Виталий глядел в бабушкины глаза, и которых — ни хитрости, ни умысла, на её худые, короткопалые руки, как видно, и теперь, в старости, знавшие работу на земле.
— Садись, садись вот тут, коло столика. Боль твоя простая, не подшкурная, как завелась, так и выведется.
Она принесла медный ковшик с водой, зашептала над ним:
— Есть славное Мугай-море, на Мугай-море есть Мугай-остров, в Мугай-острове сидит Мугай-птица… Прилетает птица к рабу божьему Виталию Николаевичу, отдёрывает когтями, отклюивает носом, перьями отмахивает притчи и призоры, ветреные переломы, падежи и пристрелы… — И все быстрей, быстрей и невнятней шепот! — Для смеху ли, от сглазу ли сделано — помоги! Помоги! Помоги!
От напряжения ее клонило в сон, она вздыхала, мелко позевывала и сплевывала через плечо:
— Оставь соби, оставь соби, нечиста сила!
Виталия опять дивило: откуда знала имя да еще и отчество?
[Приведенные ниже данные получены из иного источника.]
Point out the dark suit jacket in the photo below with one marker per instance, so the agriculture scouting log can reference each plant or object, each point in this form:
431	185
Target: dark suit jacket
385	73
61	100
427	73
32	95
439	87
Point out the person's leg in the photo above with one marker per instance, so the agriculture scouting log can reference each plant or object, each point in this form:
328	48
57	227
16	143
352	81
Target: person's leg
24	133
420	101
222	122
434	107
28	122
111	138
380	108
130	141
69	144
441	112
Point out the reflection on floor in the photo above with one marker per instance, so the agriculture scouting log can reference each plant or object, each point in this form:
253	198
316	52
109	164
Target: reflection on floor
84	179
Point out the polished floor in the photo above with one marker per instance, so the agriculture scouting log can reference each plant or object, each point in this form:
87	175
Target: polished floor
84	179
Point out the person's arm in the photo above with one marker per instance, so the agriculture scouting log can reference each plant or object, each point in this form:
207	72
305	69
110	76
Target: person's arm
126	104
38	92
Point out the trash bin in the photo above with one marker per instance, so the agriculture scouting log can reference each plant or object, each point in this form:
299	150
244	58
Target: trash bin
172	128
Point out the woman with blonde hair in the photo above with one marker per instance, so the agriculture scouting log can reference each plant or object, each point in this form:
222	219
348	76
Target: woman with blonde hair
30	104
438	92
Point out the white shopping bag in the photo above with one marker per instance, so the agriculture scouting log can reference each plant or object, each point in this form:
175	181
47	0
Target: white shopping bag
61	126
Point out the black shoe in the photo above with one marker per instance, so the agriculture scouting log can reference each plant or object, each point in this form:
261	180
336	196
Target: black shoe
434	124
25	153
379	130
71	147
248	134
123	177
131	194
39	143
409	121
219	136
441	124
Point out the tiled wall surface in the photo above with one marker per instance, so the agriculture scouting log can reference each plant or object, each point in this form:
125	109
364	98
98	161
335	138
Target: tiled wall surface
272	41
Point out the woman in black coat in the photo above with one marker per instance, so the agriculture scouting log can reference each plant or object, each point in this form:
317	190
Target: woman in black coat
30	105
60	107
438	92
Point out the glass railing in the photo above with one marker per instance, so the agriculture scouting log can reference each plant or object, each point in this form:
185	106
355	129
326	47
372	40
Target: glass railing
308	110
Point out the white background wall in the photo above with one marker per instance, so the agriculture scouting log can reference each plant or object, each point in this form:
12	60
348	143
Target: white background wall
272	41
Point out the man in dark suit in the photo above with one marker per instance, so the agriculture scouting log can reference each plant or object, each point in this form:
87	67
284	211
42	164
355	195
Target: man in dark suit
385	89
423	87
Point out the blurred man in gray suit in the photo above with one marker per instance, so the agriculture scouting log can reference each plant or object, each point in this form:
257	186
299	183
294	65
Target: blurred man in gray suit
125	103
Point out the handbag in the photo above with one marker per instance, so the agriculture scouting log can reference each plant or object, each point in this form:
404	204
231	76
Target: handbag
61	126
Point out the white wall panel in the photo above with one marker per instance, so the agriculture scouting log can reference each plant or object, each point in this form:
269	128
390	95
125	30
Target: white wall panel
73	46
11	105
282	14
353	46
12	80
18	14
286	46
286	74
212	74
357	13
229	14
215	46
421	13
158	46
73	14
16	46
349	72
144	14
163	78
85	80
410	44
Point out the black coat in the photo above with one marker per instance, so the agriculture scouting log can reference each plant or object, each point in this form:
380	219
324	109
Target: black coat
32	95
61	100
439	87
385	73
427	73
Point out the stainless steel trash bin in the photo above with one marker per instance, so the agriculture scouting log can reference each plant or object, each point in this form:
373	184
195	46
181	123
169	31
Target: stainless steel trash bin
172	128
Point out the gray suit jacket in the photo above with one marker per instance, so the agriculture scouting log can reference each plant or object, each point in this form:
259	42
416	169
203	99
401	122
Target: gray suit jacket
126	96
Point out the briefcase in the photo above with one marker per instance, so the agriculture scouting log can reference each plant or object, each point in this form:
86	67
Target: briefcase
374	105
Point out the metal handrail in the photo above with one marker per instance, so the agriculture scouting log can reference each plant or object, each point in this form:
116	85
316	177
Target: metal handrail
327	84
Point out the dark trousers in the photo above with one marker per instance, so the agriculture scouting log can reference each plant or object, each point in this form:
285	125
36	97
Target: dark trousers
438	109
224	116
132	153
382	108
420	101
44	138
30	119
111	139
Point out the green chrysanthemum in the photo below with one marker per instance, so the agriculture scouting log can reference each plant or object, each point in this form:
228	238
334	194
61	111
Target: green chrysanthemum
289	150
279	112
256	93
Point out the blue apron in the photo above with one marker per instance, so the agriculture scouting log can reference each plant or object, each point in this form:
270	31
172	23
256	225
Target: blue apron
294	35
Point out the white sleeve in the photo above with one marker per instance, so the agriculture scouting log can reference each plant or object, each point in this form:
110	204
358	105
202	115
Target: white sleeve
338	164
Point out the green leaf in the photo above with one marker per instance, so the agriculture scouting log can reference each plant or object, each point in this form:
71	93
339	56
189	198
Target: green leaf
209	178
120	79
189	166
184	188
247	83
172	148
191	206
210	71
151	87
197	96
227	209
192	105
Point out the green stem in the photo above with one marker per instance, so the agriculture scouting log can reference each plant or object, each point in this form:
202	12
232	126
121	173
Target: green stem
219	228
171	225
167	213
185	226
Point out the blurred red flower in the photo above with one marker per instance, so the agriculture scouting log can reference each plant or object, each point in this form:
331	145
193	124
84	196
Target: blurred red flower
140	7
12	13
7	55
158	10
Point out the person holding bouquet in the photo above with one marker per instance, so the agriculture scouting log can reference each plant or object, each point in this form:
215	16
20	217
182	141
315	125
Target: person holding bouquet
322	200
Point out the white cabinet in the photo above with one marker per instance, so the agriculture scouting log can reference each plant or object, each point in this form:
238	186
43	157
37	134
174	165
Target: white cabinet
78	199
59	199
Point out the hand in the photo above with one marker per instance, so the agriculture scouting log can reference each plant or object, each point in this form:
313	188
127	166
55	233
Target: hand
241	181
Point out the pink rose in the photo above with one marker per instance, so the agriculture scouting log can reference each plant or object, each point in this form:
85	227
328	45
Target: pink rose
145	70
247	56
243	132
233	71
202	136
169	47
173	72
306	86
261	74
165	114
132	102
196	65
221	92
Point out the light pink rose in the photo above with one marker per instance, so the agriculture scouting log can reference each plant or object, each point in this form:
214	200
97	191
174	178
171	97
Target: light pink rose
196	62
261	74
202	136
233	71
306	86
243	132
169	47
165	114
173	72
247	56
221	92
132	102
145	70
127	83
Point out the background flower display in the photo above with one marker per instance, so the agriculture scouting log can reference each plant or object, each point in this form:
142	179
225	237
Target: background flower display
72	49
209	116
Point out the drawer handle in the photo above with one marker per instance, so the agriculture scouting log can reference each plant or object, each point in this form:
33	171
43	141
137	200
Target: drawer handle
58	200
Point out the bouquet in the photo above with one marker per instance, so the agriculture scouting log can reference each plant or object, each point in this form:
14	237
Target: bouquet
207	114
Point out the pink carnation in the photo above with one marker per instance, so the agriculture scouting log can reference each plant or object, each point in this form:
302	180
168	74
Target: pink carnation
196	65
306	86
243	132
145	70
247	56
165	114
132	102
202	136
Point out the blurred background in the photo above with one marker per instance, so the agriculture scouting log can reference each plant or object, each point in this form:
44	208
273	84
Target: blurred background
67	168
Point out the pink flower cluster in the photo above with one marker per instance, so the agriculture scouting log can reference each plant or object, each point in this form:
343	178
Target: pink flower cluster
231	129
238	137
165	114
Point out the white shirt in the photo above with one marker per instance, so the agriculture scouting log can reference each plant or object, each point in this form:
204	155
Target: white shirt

Он вообще-то ворожбе не верил, но сейчас не было ни смешно, ни странно. Испытывал даже гордость от противоборства старухи с сатаной — ведь сражались-то за него!
На секунду мелькнула зависть к Юрке (эта заступа у него всегда!), потом тоже стало клонить в сон А бабка уже стояла над его плечом:
— А вот я его грызану, грызану!
И беззубым ртом хвать, хвать рубашку и кожу — так, что щекоток по телу.
Потом поила их чаем. Дом был как дом. Ни трав никаких, ни еще чего. Только Юрка был тихий, бабке говорил «вы», а матери или не было вообще, или что-то с ней было не так, потому что она не показалась ни разу и о ней не говорилось. А дом был в бабкиных старых руках, это Виталий понял не спрашивая.
— …в месяцах есть по два дни злых, — тихонько рассказывала старая. — Ни сеять, ни садить, ни портищ кроить, ни свадеб творить, ни в заим давать, ни еще чего в эти дни делать!
— А какие, бабушка? — спрашивал Виталии.
— Ты вот коим днем рожден? — как видно, оберегая его, поинтересовалась бабка.
— Я? Двадцать третьего июля.
— Ну, твой день хорош. А, к примеру, июнь — Юрин-от месяц — седьмой да осьмнадцатый-от то злые числа.
— А добрые бывают?
— И добрые есть! На два дня злых один добрый.
Юрка молчал. Не участвовал в беседе и не рвал её нитей Легко молчал. Сразу видно — принимал бабку, дорожил. Он, может, и в свою странную живопись так легко шагнул из этого «Мугай-острова»…
А плечо ныть перестало. И больше не напоминало о себе. И голова не кружилась: хорошо, когда о тебе кто-то кого-то попросит.
На другой день Виталия прямо с первого урока вызвали к директору. Он шел пустынным коридором и недоумевал: чего бы?
Когда подошел к учительской, оттуда вынырнул Костя Панин — Виталий часто видел его возле Юрки.
Кабинет Пал Палыча был домашний, не страшный. И сам директор сидел в раздумье, опершись руками о стол. Старичок и старичок. Он не сразу заметил Виталия. А заметив, подошел, обнял за плечи, стал говорить, ещё не отбросив, видно, того, о чем думал:
— Мм… Да… Разные люди получаются. Ведь вы, собственно, уже взрослые, а?
— К… конечно, Пал Палыч.
— Как мама?
— Ничего.
— Ах, какой она прекрасный педагог! Трудно ей на фабрике?
— Очень. — И поглядел вопросительно на директора: что же, мол, ты?!
Старик развел руками, поднял плечи, — достаточно выразительный жест.